The last version of FSD to increment the major or minor version number was released last year. There haven't been any big upgrades since then, they've only incremented the patch version number. Before that it had improved extremely rapidly for many months. The June robotaxi launch represents at least 6 months of improvement over the current public version of FSD, not one month. It's clear the team has focused exclusively on the robotaxi launch, and given the incredible pace of improvement of the public version in the year prior to their change in focus, I could easily imagine a huge improvement over the current (pretty good!) release.
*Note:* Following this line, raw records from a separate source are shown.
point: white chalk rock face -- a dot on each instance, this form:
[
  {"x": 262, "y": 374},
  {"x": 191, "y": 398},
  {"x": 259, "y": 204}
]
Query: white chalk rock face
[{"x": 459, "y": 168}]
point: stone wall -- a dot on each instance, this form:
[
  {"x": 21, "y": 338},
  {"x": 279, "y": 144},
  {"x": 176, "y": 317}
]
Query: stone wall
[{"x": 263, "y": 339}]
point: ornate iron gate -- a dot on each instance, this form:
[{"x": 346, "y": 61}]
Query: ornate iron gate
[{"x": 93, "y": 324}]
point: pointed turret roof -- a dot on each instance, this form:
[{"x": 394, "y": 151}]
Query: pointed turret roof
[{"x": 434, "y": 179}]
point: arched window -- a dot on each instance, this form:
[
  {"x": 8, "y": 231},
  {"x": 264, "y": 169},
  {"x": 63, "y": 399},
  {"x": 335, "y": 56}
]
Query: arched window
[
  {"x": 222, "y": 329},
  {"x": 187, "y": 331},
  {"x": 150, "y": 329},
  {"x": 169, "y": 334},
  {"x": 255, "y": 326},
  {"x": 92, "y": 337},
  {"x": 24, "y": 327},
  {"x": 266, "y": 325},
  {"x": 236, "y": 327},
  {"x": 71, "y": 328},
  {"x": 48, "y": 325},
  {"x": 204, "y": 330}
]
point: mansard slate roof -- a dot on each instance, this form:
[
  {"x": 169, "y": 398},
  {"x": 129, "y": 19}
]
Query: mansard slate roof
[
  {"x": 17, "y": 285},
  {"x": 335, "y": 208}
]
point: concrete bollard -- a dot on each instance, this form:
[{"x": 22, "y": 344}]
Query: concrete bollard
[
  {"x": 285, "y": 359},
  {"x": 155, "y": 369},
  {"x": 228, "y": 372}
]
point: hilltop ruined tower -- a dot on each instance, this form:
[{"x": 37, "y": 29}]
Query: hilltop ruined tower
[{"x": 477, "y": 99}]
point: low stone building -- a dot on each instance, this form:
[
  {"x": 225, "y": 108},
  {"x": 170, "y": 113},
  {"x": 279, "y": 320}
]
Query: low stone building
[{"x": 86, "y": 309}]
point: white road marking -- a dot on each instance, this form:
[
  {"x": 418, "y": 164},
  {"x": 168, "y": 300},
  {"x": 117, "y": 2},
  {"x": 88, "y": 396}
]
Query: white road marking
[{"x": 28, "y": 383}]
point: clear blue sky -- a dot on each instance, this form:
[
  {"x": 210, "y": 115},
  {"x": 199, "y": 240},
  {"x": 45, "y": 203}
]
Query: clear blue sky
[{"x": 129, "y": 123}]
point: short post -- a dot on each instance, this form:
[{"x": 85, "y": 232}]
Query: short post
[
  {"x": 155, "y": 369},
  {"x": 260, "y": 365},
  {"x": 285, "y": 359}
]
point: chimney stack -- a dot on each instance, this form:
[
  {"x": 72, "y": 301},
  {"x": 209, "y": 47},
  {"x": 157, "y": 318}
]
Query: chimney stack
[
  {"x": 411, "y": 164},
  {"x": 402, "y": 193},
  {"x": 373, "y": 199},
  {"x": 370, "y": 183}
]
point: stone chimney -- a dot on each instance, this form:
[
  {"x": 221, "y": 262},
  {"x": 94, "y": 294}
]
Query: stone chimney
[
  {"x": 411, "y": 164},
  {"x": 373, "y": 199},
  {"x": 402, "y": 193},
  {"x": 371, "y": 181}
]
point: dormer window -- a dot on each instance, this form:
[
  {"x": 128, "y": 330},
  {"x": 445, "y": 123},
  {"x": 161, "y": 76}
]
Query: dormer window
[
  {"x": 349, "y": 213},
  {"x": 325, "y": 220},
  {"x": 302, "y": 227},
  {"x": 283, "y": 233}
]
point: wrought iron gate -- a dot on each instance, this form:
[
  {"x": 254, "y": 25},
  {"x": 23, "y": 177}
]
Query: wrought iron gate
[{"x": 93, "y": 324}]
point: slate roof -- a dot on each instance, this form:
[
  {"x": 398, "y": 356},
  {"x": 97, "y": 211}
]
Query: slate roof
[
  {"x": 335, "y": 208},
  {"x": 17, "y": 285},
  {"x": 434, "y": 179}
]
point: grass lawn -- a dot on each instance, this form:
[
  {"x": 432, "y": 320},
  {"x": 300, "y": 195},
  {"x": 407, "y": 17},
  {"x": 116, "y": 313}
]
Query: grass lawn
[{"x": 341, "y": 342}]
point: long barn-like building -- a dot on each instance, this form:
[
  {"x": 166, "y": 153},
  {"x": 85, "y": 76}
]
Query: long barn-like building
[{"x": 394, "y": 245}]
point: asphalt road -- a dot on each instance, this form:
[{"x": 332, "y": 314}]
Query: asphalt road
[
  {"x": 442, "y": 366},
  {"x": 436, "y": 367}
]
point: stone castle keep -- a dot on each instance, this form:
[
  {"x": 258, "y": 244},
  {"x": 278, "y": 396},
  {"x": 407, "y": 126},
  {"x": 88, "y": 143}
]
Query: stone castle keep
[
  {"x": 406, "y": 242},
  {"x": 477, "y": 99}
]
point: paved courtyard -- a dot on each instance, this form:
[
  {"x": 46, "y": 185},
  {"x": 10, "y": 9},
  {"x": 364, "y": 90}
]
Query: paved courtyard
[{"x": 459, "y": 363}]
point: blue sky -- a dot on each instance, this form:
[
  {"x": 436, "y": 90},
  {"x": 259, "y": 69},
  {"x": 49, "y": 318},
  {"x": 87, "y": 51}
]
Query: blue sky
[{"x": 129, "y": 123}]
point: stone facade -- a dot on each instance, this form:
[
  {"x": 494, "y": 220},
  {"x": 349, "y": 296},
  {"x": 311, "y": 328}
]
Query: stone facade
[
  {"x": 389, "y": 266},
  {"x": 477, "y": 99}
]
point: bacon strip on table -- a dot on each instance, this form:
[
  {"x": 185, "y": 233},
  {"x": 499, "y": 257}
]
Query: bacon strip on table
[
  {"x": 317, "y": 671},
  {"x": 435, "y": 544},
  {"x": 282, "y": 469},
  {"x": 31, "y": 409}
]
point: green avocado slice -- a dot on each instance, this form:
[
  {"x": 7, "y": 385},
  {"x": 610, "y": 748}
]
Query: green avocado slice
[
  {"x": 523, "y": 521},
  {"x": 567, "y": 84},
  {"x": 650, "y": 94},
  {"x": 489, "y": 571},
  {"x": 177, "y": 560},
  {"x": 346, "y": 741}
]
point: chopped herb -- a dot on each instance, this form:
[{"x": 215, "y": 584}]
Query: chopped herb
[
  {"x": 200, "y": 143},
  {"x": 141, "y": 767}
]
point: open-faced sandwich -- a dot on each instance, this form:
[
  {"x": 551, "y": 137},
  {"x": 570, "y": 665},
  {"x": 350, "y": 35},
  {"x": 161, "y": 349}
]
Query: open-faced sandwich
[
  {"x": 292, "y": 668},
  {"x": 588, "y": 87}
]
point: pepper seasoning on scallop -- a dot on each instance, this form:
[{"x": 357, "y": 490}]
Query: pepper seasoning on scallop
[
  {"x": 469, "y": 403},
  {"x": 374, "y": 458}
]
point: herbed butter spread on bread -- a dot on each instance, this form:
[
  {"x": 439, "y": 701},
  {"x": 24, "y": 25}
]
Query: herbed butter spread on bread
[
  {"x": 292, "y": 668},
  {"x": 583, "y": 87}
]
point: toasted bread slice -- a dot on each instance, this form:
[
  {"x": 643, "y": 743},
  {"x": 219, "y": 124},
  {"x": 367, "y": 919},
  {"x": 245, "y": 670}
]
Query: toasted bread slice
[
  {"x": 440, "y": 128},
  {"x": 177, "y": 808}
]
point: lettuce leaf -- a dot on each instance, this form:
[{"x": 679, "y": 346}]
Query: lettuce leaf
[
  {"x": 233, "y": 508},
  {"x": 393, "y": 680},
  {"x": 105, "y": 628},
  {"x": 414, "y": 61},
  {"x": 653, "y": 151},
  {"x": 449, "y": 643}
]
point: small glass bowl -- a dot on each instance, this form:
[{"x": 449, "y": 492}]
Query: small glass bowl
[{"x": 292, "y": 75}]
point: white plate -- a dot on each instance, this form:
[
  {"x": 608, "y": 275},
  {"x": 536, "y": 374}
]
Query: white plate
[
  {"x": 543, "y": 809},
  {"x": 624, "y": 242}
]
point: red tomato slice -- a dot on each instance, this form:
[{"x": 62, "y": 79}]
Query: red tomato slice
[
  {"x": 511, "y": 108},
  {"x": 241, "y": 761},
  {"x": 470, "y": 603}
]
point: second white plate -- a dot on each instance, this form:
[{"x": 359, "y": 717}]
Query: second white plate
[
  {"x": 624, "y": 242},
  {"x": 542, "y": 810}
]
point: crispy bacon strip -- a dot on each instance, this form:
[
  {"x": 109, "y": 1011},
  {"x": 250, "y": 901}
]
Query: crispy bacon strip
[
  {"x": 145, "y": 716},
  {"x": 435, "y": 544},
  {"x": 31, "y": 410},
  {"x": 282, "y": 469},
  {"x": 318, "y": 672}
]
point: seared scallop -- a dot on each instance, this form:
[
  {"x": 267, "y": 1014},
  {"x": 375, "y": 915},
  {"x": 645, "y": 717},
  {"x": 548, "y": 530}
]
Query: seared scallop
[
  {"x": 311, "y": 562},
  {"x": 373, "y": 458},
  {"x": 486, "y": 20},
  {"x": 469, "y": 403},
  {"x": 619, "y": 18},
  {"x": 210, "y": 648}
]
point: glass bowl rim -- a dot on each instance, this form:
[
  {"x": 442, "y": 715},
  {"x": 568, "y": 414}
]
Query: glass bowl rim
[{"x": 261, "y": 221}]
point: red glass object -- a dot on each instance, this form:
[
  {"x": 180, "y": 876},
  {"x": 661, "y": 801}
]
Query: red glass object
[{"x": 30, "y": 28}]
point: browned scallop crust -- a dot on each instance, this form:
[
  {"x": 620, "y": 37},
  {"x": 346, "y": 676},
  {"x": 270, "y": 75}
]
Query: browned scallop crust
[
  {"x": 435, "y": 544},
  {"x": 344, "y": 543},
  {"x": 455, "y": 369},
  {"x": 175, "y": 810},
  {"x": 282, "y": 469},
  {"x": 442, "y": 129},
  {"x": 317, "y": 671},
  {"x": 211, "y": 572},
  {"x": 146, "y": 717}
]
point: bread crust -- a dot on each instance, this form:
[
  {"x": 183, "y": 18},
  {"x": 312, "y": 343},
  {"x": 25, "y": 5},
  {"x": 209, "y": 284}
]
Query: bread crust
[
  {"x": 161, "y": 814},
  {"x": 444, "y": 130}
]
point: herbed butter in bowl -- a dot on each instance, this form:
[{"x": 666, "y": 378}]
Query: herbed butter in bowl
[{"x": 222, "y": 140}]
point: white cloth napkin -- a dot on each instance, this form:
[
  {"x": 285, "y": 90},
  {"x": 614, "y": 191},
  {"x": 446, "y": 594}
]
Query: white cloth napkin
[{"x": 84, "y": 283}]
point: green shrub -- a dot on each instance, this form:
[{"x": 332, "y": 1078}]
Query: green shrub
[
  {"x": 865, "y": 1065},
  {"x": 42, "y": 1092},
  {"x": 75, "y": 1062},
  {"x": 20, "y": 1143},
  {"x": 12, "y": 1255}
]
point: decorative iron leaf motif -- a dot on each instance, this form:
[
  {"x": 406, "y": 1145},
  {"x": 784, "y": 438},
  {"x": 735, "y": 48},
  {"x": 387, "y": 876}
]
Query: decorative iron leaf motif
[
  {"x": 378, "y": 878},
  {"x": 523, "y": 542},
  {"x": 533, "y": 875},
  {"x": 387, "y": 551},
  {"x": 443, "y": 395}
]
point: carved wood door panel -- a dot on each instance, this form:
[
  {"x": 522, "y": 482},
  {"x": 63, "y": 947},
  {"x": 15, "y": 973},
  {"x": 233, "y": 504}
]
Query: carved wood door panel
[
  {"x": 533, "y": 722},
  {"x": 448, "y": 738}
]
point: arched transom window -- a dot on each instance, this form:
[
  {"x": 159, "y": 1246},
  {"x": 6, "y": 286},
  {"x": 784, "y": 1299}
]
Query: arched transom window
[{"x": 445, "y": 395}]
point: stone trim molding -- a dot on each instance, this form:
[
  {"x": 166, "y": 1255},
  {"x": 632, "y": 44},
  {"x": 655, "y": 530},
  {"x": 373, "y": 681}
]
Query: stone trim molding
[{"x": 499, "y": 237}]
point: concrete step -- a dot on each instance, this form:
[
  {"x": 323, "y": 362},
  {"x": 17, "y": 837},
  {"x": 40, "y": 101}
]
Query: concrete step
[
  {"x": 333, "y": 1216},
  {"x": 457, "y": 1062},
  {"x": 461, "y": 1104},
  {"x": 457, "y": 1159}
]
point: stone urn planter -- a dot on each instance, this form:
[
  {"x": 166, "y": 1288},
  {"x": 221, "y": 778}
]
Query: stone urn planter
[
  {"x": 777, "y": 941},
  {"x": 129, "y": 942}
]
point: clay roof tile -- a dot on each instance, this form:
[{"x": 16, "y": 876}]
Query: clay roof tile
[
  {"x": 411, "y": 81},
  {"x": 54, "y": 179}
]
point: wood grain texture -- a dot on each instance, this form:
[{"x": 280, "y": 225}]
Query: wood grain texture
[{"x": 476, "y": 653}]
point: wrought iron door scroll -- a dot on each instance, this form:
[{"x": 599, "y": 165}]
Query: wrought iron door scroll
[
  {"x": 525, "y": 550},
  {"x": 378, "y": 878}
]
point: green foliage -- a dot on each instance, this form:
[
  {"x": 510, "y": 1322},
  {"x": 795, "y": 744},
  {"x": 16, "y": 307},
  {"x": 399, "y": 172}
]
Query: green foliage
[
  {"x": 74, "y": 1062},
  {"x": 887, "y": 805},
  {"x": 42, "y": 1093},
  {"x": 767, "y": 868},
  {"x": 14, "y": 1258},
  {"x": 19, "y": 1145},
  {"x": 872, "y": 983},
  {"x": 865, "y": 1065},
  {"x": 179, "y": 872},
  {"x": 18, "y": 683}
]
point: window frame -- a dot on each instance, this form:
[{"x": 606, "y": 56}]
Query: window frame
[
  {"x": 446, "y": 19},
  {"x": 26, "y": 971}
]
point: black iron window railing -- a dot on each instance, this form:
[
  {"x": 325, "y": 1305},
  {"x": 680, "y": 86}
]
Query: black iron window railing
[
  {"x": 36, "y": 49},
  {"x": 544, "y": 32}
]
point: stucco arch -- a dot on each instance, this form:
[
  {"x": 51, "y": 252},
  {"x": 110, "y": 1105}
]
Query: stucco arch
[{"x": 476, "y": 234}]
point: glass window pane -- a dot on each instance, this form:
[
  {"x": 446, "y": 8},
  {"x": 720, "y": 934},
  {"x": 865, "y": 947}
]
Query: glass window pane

Not only that, but I think there's a pretty good chance that the robotaxi version of the Model Y will include updated compute hardware, which I expect will significantly improve the performance of FSD just by virtue of running larger models. The difference between the HW3 and HW4 versions of FSD is quite significant with the only difference being compute, so it seems likely that even more compute could improve things further.

1 comments

The most recent release of FSD is no where near good enough to do what Waymo does.
I use it every day and you are right! But my point is with six months of improvements in the software at the rapid pace demonstrated last year, combined with a boost from bigger models running on more capable compute hardware, I think it's possible that it could be close. Certainly up to the point where Waymo was when they started public rides three years ago.
FSD has been promised every year for the better part of, what, a decade? I’m dubious that a six-month sprint would be make or break for this finally happening.
I'm 100% with you on Elon crying wolf. But it's not really relevant. What they've achieved with FSD 13 is really quite amazing. Given how fast AI is advancing, is it so hard to believe that a system to drive cars using cameras will be feasible this year?
Yes. AI is advancing, but is still regularly making mistakes. Even in the domains where it excels, it still needs oversight from a skilled practitioner. Would you trust AI to run `rm` commands on your machine without your intervention? If not, why would you allow it to run a deadly multiton device on an unpredictable environment with adversarial actors?

AI is definitely not even close to being able to safely drive cars using cameras without an observant human driver.

I wouldn't trust a general LLM trained on reddit and 4chan (literally!) to run `rm` on my machine. But I would absolutely trust a purpose-built model trained on hundreds or thousands of years of data for a specific task. Models trained for specific tasks on huge datasets can be very reliable; certainly more reliable than humans.

I wouldn't let GPT-5 drive my car, but I let FSD drive it every day. It's not perfect yet, but I definitely see a day very soon when it will be better than me or any other single human, with all the failures humans have.

More than a decade. I bought my Tesla in 2014, and I recall the announcement because it came after I had bought but before I took possession of my car, and thus I was ineligible for the upgrade.

In hindsight, thank fuck. I would have dropped thousands on it in a heartbeat and never, ever seen it. (Also, that car was a nightmare to own and the service centers were really scammy. Getting rid of it was the best move I could have made.)